Keely: It’s great to get to host something because then you get to include people that are much more talented than you. And like the pressure is off! You’re no longer competing, you’re just showcasing. 

Julia: This isn’t one hundred percent confirmed yet, but it’s in the works that it will be live-streamed on Daily Motion, so if you can’t make it to the show, you can watch it online. And then we’re going to have two more shows this year after that, on December 5th and 19th at 11pm, also at the People’s Improv Theatre and those shows will also be live-streamed as well. 

Nora: Tell them who’s in the line-up!

Julia: We have Jermain Fowler from MTV’s Guy Code doing a stand-up set. He’s really funny. Our special guests for the night are Ashley Skidmoore and Lyle Friedman from the web series Hot Mess Moves, they’re hysterical! 

Keely: They’re very funny and very weird.

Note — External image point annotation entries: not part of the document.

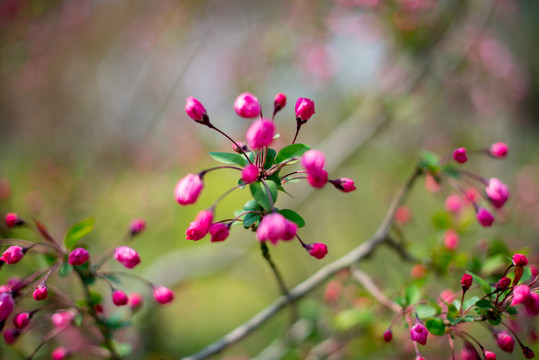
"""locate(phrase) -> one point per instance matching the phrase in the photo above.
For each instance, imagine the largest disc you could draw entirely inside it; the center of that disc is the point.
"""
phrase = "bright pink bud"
(78, 256)
(520, 260)
(250, 173)
(21, 320)
(344, 184)
(188, 189)
(60, 353)
(62, 319)
(498, 150)
(279, 102)
(40, 293)
(313, 161)
(163, 295)
(505, 341)
(119, 298)
(460, 155)
(127, 256)
(318, 179)
(12, 220)
(497, 192)
(272, 227)
(451, 240)
(247, 106)
(388, 335)
(466, 281)
(304, 109)
(419, 334)
(260, 133)
(135, 301)
(137, 226)
(200, 227)
(6, 305)
(195, 110)
(484, 217)
(10, 335)
(219, 232)
(317, 250)
(12, 255)
(453, 203)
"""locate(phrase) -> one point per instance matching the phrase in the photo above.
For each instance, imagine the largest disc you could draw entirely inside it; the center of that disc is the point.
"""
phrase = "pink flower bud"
(388, 335)
(505, 341)
(484, 217)
(497, 192)
(196, 110)
(200, 227)
(247, 106)
(119, 298)
(60, 353)
(272, 227)
(137, 226)
(250, 173)
(135, 301)
(219, 232)
(127, 256)
(460, 155)
(40, 293)
(260, 133)
(313, 161)
(21, 320)
(453, 203)
(10, 335)
(279, 102)
(12, 255)
(6, 305)
(451, 239)
(78, 256)
(318, 179)
(304, 109)
(163, 295)
(317, 250)
(419, 334)
(188, 189)
(344, 184)
(498, 150)
(520, 260)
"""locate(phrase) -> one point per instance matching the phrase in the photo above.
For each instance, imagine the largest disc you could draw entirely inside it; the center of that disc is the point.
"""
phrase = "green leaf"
(293, 216)
(291, 151)
(435, 326)
(77, 231)
(229, 158)
(260, 193)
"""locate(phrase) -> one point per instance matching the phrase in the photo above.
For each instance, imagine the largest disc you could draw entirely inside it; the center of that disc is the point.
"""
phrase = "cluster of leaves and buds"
(263, 172)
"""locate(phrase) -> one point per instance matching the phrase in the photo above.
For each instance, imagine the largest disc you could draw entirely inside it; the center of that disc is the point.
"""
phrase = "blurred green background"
(92, 124)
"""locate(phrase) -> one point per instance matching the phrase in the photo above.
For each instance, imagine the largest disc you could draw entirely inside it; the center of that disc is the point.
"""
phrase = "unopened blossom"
(304, 109)
(195, 110)
(12, 255)
(497, 192)
(419, 333)
(260, 133)
(78, 256)
(163, 295)
(40, 293)
(247, 106)
(484, 217)
(219, 232)
(127, 256)
(498, 150)
(460, 155)
(188, 189)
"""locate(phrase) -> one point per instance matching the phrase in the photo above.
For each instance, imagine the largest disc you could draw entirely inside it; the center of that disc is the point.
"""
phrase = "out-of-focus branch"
(353, 257)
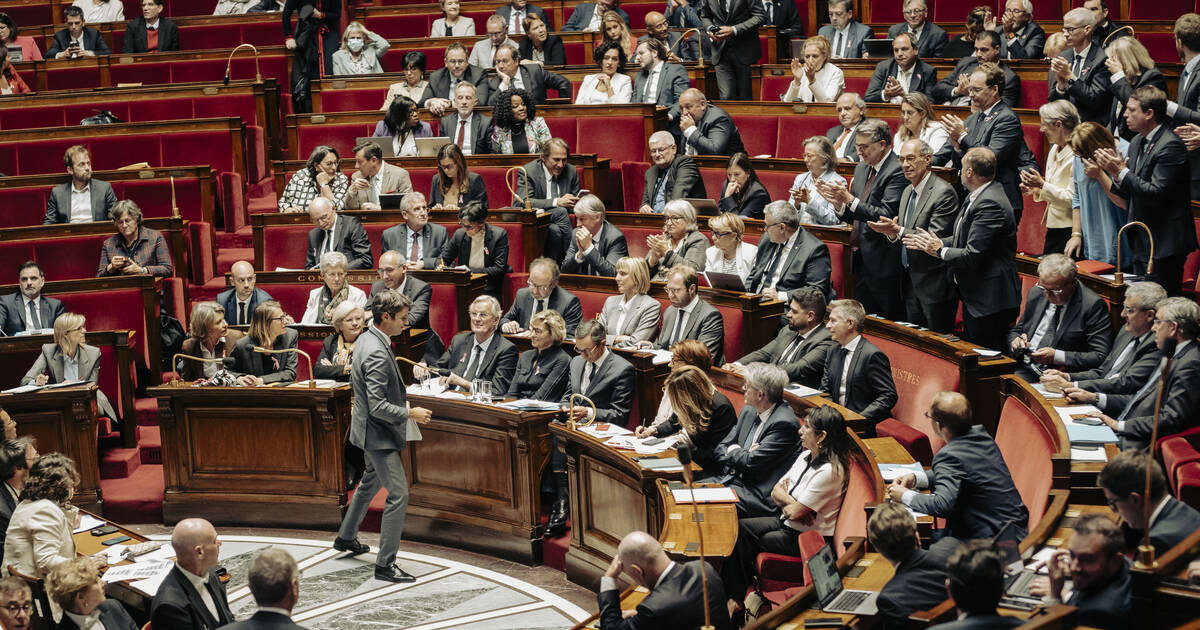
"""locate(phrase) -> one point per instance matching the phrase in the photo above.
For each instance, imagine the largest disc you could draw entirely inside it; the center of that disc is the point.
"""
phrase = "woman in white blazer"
(39, 537)
(815, 79)
(730, 253)
(631, 316)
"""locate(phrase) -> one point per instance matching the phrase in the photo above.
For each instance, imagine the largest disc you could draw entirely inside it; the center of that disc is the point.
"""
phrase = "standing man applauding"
(381, 426)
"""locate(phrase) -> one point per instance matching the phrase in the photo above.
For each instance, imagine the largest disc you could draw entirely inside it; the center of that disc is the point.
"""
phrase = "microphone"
(1146, 551)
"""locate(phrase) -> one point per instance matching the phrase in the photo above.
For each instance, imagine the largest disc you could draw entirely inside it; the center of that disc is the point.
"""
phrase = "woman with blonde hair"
(729, 253)
(814, 78)
(210, 339)
(70, 359)
(631, 315)
(1132, 67)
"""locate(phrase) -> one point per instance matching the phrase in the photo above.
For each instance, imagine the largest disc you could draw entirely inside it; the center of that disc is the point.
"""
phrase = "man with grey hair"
(1176, 327)
(671, 177)
(676, 595)
(789, 257)
(763, 443)
(1065, 323)
(875, 193)
(1079, 73)
(336, 233)
(275, 583)
(1133, 358)
(381, 425)
(928, 203)
(480, 353)
(597, 245)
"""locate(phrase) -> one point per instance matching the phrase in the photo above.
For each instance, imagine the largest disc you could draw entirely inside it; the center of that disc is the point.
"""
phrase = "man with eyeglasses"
(1065, 323)
(671, 177)
(1079, 73)
(929, 37)
(1020, 36)
(953, 89)
(16, 604)
(789, 257)
(418, 241)
(1176, 327)
(540, 294)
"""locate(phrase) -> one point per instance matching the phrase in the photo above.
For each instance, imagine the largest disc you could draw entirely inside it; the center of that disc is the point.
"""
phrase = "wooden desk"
(64, 420)
(474, 478)
(257, 456)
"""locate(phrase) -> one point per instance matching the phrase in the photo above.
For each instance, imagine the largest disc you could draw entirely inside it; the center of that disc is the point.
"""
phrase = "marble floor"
(454, 588)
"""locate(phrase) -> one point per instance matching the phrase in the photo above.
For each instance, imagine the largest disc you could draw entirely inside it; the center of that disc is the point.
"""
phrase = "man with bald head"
(676, 595)
(192, 597)
(970, 484)
(241, 300)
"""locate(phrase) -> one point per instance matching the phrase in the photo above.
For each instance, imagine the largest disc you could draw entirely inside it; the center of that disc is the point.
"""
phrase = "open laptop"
(831, 594)
(384, 144)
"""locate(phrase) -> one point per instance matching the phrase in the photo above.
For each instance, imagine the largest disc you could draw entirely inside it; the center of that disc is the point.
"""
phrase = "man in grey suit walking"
(379, 425)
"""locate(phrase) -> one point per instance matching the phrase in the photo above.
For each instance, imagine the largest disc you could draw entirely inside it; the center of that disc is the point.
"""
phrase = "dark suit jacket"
(349, 238)
(676, 604)
(136, 36)
(91, 41)
(58, 205)
(1131, 373)
(705, 324)
(264, 621)
(12, 312)
(228, 300)
(672, 82)
(1157, 189)
(439, 84)
(935, 211)
(931, 42)
(1181, 402)
(807, 365)
(496, 255)
(971, 487)
(754, 467)
(541, 376)
(535, 81)
(112, 615)
(871, 390)
(981, 256)
(418, 291)
(1084, 333)
(745, 17)
(683, 181)
(477, 129)
(553, 52)
(607, 247)
(179, 606)
(1001, 132)
(244, 360)
(433, 239)
(807, 265)
(918, 585)
(943, 91)
(924, 78)
(611, 388)
(1090, 93)
(561, 300)
(715, 132)
(497, 365)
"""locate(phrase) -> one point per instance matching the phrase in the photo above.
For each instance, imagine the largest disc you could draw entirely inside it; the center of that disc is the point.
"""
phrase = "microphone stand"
(1146, 551)
(684, 453)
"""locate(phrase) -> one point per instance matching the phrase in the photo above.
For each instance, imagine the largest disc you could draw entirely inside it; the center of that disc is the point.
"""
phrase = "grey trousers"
(384, 469)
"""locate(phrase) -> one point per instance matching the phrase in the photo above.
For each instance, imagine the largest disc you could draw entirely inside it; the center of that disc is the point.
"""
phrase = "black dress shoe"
(393, 574)
(352, 546)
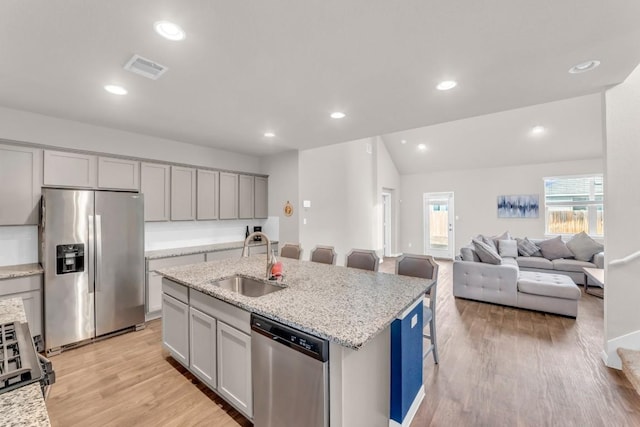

Julia: And then we have two improv groups that are going to improv off of the interview that we’re going to do with the Hot Mess Moves girls, which are Gentleman Party

Keely: …who are phenomenally funny…

Julia: …and Shadows

Keely: …also phenomenal!

Julia: Just two groups of cute boys.

Keely: Yeah, it’s just a bunch of hot guys! We’re working on interview questions for Hot Mess Moves, but I know for a fact that their will be two stories about vomiting in purses in cabs. One from our side and one from the Hot Mess Moves side.
 
Salty or sweet?

Keely: Well that’s a loaded question!

Nora: I have an answer, chocolate covered…

Keely:…bacon?...

Nora: …lays potato chips. 

Julia: Both! On a pizza. 

Nora: In a taco! 

Is there anything you’d like to add?

Julia: We’re currently looking for a hot dog sponsor. 

Keely: That’s really funny actually, a random person read the interview that we wrote and was like is your web series about hot dogs? And I was like, 'did you read the whole article?' I mean, in a way, it is. 

Julia: Hot dogs…Talk about salty and sweet. I retract my previous answer and just say chocolate covered hot dogs.